The Boil Coil, or electric coil, cup boiler, immersion heater, travel kettle element … whatever you call it, it deserves a big round of applause. You know the thing I mean, right? No? Here’s one.
Ignore the plug, these come in US, UK and EU versions and probably others too. And what can they do? Well, you can read about it at length in this discussion on the forum.
Basically, the Boil Coil can boil clean water. Don’t ever try to use them for anything other than boiling water. But the water, when it has boiled, can be used to make tea, coffee, buillon/stock/broth, miso soup, instant pasta dishes, noodles and cup-a-soups, you can even boil an egg! And you don’t need to find an albergue with a kitchen and pans (not always easy). All you need is a Boil Coil and a cup or mug of your choice, as long as it is dishwasher safe and big enough to hold an amount of water that covers the coily boily bit.
The reason I have decided to bring mine this time is because of the way I walk and the way Spain works:
I tend to get up late in pilgrim terms, which means I am normally on the road at about eight in the morning. Then there are things like breakfast … second breakfast … elevenses … lunch … All this takes time, and I am in no hurry. Sometime in the late afternoon I will arrive at my albergue for the night, have a shower and do laundry, then wait for my dinner – normally a pilgrim meal in a local bar or restaurant which starts serving Menú Peregrino from seven.
Spain opens her kitchens in the early afternoon to serve lunch or comida until about three, three thirty. Everything closes for the siesta so people can eat and rest during the hottest hours of the day, and when the kitchen closes again it doesn’t normally open until seven at the earliest – and that is mainly for pilgrims who have to be in bed early – and normally as late as nine. The Spanish have their cena or evening meal from nine til midnight … by which time pilgrims are in bed.
It’s not unusual for me to arrive somewhere after the kitchens are closed and I am hungry. Being hungry for hours when your body is screaming for food is not pleasant, and in many small villages and towns there will not be a lot of food available until seven. Tapas, maybe, or bocadillos, or maybe a shop will be open. But a proper meal? Nope.
Enter the Boil Coil! With a cup-a-soup type snack the waiting time will be less bad, and if it has been a windy, rainy or cold day (or all of three), what better than a big warm mug of steaming and tasty soup? Or even a cocoa, or coffee, or tea, or a blackcurrant drink? That will surely defrost a chilled pilgrim! Others would use it to make tea or coffee before they set out in the morning, or have a cuppa last thing at night. Or to make a cheap and filling meal in the albergue because they don’t fancy leaving the house on a rainy night, or because they are too tired, or just fancy soup for their evening meal because they went all Spanish and had a big lunch mid day.

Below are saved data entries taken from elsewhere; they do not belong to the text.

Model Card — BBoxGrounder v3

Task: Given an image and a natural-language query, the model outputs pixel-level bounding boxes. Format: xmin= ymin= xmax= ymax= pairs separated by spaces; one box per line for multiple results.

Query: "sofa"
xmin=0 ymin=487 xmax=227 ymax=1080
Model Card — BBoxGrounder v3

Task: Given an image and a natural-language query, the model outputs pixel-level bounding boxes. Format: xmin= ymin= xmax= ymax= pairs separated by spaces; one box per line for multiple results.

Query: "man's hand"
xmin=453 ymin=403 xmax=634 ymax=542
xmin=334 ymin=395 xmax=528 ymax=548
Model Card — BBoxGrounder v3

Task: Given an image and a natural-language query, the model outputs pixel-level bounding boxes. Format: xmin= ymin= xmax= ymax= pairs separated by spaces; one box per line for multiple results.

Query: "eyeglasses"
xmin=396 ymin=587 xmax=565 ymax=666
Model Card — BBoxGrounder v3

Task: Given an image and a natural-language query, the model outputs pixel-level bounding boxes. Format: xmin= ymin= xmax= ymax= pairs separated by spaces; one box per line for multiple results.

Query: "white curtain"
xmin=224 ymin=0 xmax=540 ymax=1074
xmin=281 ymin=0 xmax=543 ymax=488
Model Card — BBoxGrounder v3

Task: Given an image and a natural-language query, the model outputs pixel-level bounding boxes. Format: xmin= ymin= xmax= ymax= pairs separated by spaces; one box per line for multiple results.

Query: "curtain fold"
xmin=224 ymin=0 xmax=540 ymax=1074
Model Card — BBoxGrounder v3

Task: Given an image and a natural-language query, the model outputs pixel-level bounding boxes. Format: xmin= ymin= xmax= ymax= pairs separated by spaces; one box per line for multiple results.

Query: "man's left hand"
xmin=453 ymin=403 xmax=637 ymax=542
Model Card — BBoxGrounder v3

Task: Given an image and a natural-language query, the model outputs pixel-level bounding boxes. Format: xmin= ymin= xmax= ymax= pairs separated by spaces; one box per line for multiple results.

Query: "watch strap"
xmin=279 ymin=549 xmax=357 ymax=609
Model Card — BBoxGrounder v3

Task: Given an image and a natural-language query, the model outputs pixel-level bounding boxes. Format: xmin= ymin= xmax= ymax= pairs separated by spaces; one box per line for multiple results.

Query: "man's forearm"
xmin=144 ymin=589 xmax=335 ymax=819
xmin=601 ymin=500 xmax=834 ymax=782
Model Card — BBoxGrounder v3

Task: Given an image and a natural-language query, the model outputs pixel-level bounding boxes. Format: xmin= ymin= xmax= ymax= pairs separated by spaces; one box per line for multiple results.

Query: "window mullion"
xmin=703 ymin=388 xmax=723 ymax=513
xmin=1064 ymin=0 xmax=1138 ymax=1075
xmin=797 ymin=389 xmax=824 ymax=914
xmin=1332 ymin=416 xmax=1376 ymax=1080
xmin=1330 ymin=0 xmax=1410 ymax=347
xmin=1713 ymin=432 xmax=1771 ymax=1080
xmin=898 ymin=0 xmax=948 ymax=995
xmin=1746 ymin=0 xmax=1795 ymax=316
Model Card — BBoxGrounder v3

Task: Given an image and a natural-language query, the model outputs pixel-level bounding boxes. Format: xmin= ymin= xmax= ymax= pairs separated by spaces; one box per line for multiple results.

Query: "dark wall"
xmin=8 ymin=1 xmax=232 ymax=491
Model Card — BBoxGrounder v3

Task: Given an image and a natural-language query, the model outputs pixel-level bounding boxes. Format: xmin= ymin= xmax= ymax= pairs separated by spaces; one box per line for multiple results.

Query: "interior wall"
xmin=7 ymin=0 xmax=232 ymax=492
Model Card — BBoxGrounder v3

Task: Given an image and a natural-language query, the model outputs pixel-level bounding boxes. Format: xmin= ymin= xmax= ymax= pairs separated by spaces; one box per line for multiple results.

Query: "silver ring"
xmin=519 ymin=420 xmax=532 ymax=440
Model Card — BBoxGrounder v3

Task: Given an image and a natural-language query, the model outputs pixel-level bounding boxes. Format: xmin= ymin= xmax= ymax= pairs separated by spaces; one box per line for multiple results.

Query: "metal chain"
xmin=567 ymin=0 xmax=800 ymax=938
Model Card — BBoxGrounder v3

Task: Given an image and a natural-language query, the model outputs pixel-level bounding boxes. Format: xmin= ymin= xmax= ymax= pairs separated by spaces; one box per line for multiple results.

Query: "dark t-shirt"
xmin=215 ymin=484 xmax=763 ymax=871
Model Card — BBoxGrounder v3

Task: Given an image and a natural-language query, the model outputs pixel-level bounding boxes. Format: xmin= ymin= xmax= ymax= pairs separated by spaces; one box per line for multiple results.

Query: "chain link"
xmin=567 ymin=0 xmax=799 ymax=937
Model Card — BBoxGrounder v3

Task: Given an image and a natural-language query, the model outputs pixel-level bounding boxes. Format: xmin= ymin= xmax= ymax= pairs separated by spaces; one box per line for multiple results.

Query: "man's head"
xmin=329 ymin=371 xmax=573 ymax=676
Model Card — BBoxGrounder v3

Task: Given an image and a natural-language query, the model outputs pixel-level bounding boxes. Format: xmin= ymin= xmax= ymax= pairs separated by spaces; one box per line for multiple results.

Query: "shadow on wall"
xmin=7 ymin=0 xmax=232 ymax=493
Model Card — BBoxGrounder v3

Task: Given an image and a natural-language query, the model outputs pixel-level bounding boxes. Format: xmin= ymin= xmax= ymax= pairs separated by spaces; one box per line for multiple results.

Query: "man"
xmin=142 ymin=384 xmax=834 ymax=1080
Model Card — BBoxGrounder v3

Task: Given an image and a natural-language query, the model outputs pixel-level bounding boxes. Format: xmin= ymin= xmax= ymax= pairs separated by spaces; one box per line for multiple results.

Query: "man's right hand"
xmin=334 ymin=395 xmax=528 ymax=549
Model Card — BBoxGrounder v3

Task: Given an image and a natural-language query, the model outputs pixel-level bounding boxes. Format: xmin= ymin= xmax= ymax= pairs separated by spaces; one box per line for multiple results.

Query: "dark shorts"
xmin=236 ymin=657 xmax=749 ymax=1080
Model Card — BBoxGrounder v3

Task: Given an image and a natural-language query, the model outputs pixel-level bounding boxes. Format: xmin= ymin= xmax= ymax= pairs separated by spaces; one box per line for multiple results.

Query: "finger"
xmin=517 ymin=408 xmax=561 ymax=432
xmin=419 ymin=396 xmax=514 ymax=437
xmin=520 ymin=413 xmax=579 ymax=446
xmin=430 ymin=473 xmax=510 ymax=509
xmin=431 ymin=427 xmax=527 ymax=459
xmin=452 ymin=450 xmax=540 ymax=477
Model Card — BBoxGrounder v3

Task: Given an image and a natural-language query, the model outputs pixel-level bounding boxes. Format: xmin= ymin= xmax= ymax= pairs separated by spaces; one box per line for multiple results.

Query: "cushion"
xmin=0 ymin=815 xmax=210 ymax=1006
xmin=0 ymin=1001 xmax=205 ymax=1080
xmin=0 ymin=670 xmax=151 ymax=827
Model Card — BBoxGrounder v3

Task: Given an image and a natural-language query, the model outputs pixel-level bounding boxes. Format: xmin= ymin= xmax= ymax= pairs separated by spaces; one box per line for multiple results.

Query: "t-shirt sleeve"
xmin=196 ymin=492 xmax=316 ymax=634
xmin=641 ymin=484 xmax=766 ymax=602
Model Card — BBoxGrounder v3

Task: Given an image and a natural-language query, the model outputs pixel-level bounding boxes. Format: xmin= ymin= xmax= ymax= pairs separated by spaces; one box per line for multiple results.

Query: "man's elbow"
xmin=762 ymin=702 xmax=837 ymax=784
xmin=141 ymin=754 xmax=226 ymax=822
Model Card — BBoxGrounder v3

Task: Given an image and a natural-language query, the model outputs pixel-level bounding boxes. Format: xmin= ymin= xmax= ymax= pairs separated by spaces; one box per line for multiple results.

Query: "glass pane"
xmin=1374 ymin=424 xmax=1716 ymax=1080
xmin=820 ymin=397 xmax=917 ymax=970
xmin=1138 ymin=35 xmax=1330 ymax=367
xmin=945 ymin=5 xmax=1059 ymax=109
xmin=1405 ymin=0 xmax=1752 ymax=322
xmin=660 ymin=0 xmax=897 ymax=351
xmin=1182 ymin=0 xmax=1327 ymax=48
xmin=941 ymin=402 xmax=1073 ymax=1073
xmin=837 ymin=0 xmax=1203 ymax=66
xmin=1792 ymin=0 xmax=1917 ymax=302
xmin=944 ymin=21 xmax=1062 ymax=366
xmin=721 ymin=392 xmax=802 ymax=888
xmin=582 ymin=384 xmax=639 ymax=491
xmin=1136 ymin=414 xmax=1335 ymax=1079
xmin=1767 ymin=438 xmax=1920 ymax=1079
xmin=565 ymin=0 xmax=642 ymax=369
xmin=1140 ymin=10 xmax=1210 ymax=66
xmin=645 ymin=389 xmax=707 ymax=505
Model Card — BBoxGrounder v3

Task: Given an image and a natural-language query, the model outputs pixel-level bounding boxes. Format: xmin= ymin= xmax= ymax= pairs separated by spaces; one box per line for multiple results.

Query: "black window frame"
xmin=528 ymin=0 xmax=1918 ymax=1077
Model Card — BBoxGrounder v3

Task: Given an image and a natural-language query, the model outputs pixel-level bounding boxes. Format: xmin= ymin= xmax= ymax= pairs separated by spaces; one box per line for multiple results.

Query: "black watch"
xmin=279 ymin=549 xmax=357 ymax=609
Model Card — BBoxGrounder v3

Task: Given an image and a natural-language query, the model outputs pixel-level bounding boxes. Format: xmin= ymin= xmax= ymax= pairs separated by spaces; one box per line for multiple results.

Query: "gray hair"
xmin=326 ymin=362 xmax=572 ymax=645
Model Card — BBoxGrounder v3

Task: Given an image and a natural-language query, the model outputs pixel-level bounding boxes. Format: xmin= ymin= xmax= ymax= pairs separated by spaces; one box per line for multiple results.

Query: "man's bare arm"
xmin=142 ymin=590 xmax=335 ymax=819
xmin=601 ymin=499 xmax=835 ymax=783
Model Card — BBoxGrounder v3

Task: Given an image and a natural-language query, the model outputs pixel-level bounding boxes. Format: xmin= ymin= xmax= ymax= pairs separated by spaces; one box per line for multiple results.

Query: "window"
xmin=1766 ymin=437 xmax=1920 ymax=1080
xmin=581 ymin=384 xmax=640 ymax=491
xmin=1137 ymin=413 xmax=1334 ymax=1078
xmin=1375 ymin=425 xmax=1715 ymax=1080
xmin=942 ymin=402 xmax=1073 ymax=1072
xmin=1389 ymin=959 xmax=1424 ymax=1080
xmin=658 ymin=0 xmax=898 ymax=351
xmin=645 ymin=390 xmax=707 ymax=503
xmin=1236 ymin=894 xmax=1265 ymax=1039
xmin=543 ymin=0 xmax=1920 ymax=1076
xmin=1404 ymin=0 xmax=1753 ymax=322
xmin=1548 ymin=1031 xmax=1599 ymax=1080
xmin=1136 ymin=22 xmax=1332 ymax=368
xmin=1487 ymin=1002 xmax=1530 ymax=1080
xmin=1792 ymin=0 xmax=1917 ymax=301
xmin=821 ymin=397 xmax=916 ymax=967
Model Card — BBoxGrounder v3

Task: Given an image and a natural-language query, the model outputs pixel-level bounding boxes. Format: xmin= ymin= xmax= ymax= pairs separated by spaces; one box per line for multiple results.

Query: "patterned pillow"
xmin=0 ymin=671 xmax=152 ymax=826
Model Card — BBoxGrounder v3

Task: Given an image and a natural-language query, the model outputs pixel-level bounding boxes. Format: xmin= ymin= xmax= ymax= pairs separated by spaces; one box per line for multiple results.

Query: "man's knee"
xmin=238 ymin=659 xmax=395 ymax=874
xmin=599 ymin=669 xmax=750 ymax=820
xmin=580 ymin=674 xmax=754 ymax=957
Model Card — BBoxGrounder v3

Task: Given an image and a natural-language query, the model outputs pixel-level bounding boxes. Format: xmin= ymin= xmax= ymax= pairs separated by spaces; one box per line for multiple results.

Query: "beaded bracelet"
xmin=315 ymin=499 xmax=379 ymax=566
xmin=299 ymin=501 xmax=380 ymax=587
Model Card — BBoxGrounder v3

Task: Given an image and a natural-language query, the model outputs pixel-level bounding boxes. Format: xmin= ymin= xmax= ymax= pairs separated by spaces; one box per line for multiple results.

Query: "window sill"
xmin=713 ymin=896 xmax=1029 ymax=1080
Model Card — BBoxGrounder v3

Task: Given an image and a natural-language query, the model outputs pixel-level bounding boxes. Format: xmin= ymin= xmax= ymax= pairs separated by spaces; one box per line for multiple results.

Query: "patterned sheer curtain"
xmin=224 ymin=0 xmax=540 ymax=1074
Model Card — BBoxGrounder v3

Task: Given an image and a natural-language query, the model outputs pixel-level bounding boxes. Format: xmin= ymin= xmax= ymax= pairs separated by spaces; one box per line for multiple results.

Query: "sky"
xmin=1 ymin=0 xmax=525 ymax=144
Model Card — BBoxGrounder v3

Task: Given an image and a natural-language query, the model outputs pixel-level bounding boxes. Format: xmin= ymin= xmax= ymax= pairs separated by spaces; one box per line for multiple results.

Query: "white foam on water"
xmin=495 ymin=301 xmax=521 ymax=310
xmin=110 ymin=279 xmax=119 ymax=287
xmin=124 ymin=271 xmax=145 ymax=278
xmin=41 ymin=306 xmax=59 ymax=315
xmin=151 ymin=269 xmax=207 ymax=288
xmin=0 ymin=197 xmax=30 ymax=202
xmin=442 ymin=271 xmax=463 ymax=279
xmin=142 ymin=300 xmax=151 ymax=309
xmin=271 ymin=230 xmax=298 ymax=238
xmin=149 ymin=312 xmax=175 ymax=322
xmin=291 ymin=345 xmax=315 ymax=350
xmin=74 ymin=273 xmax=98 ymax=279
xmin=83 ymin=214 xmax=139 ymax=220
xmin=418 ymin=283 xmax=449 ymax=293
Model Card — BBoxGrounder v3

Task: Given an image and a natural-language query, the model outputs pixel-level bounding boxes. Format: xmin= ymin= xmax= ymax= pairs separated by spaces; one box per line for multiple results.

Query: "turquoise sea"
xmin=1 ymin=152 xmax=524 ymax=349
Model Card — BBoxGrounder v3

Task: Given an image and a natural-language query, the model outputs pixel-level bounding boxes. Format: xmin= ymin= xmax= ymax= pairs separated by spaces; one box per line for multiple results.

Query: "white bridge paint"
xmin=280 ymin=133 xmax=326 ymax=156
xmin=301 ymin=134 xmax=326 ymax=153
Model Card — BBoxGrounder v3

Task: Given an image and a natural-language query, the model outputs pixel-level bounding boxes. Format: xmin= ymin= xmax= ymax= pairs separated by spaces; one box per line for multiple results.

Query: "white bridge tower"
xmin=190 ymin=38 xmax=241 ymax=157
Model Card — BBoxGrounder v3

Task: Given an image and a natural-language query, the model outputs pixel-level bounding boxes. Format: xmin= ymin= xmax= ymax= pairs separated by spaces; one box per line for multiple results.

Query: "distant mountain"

With a minimum of forethought you could also buy bread to dunk into the soup, or bisquits to go with the coffee/tea/cocoa, or spring onions to add to the stock, or something yummy to add to a noodle soup, or cheese to blend into the instant pasta … The possibilities are, as they say, endless.
To boil an egg you drop it into the freshly boiled water, leave it for a few minutes then re-boil the water. The coil should not be used continuously for long enough to hardboil an egg, but with a re-boil it should get there. Read the instructions and try it at home before you go to make sure you have your timings right.
My Boil Coil was bought in Portugal in 2000, when I lived in a room with no kitchen for a while and used it to make cups of tea. Coffee – as in café com leite – I would buy at the bar downstairs. I can’t remember how much it cost at the time but they are cheap. I have just weighed it and it comes in at 134 g, so with my mug of choice, my travel kitchen adds up to about 200 g. Not bad! I will also take 2 bags of green tea per day and three or four packets of instant soup and I will still be carrying less than 300 g for the lot. OK then, there is the spork too … but it’s not a major burden. Not for the use I – and others? – will have out of it.
A word of warning though, read and follow the instructions! It’s easy:
Fill the cup or mug with water, then put the coil in and slip the hook over the lip of the mug so it doesn’t touch the bottom. Then – and only then! – do you plug it into the socket. The coil has to be in the water when you plug it in and unplug it, so when the water is boiling (and don’t stick your finger in the water to check, would you do that in your kettle at home?) you unplug the Boil Coil first and then remove it from the water. Take care, it will be very hot, so leave it on something ceramic or metal and don’t let any fingers get burnt. Then add whatever you want to the hot water and enjoy.